À l’écran, un premier môme, âgé de dix-sept ans. Pour « se défouler et calmer [ses] ardeurs » , il a brûlé une voiture. Le feu s’est propagé à d’autres véhicules. Arrestation. Comparution illico. Sanction : un centre de placement immédiat (CPI), pour mettre « un frein à cette escalade de violence » . Neuf mois. Un foyer d’accueil pour jeunes délinquants. Au programme, scolarité, psychologie, santé, projet d’avenir. Les éducateurs ont trois mois pour établir un bilan de la situation des mineurs. Les lieux ressemblent à une cocotte-minute. À l’intérieur, ça bouillonne. Accrocs, chaos et verbe haut. Le même môme sera ensuite envoyé dans un centre d’éducation renforcée (CER). On y compte un éducateur par mineur. D’un établissement à l’autre, ce sont là des structures qui répondent à l’ordonnance de 1945, qui impose un projet éducatif avant toute répression.

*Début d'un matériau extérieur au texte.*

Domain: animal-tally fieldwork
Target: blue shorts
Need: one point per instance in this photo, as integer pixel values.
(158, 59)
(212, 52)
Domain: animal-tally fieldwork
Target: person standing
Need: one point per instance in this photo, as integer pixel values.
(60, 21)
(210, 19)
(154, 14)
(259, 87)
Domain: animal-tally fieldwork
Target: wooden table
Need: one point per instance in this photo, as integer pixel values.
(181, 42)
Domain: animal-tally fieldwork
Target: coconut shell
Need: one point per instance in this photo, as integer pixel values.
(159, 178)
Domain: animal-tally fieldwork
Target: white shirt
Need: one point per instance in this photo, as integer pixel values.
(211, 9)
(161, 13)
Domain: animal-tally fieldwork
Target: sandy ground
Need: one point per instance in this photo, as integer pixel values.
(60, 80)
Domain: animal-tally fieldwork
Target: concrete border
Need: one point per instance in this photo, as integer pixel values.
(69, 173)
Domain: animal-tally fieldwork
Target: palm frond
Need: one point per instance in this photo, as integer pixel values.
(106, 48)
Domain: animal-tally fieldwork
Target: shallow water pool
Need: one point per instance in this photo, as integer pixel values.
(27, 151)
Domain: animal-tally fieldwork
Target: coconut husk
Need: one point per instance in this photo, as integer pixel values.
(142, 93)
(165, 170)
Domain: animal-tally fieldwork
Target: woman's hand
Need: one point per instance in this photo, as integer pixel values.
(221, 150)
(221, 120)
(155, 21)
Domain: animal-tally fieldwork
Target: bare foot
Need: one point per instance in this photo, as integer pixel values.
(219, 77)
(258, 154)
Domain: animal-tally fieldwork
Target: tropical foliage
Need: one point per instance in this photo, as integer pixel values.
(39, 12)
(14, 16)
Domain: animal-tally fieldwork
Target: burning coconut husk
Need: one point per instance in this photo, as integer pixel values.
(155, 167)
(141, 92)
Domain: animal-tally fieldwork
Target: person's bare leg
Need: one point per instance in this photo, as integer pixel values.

Autre cas, celui d’un adolescent qui traîne avec lui une vingtaine de délits (vols de voitures, de téléphones, dégradations diverses). Même passage au CER, et l’obstination d’une éducatrice qui « vise les tripes » du gamin pour mieux se faire entendre. Mais, au bout des récidives, c’est la maison d’arrêt. Car, contrairement aux idées reçues, la loi permet en effet d’incarcérer les mineurs. En 2005, 6 200 ont été condamnés à de la prison ferme.

Un troisième lascar, multirécidiviste, au carnet de bal impressionnant, a déjà passé quatre mois derrière les barreaux. Il a à peine 17 ans. Toujours en 2005, 82 000 mineurs délinquants sont passés devant la justice. On compte moins de 10 % de récidivistes. Parmi ceux-là, Jean-Thomas Ceccaldi et Samuel Luret en ont donc suivi trois, tout au long d’une année, soulignant combien « les frontières entre l’enfance en danger et la délinquance des mineurs sont étroites » . Portraits floutés, plans rapprochés sur une partie du visage. Et, tout en les suivant, les réalisateurs ont recueilli les voix des juges des enfants et des éducateurs. De part et d’autre, il s’agit d’un travail oscillant entre la patience et la fermeté. Avec des impressions de « sauve qui peut ». Il existe 400 juges seulement pour traiter 200 000 affaires par an, entre audiences, admonestations et mesures de réparation. Or, dans 80 % des cas, un seul passage devant un juge suffit à éviter la récidive. Idem pour les centres éducatifs fermés (CEF), avec leurs 150 places sur l’ensemble de l’Hexagone. Du coup, les mineurs sont placés par défaut, loin du projet éducatif initial. La Juge et les lascars tend précisément à démontrer le manque de moyens mis en place, les dysfonctionnements du système, combien juges et éducateurs travaillent de concert pour éviter la prison à des mômes en souffrance. « Si à chaque délit on répond par la détention, on prend le risque d’un effet contraire à ce que l’on souhaitait, observe une juge, avec une banalisation de la détention. Dans ce cas, on aura tout perdu et poussé l’échec sur le long terme. » Aujourd’hui, 95 % des mineurs cessent leurs délits à l’âge adulte. Voilà justement les fruits de l’exercice des juges et des éducateurs. Pour autant, l’esprit de la loi qui place l’éducatif au coeur du dispositif est remis en cause. Enjeu électoral, la délinquance juvénile est soumise aux surenchères dans le cadre d’une réforme : suppression de l’excuse de minorité, allongement des peines, créations de nouvelles infractions, placement d’office en psychiatrie… C’est en somme bientôt la disparition de l’ordonnance de 1945.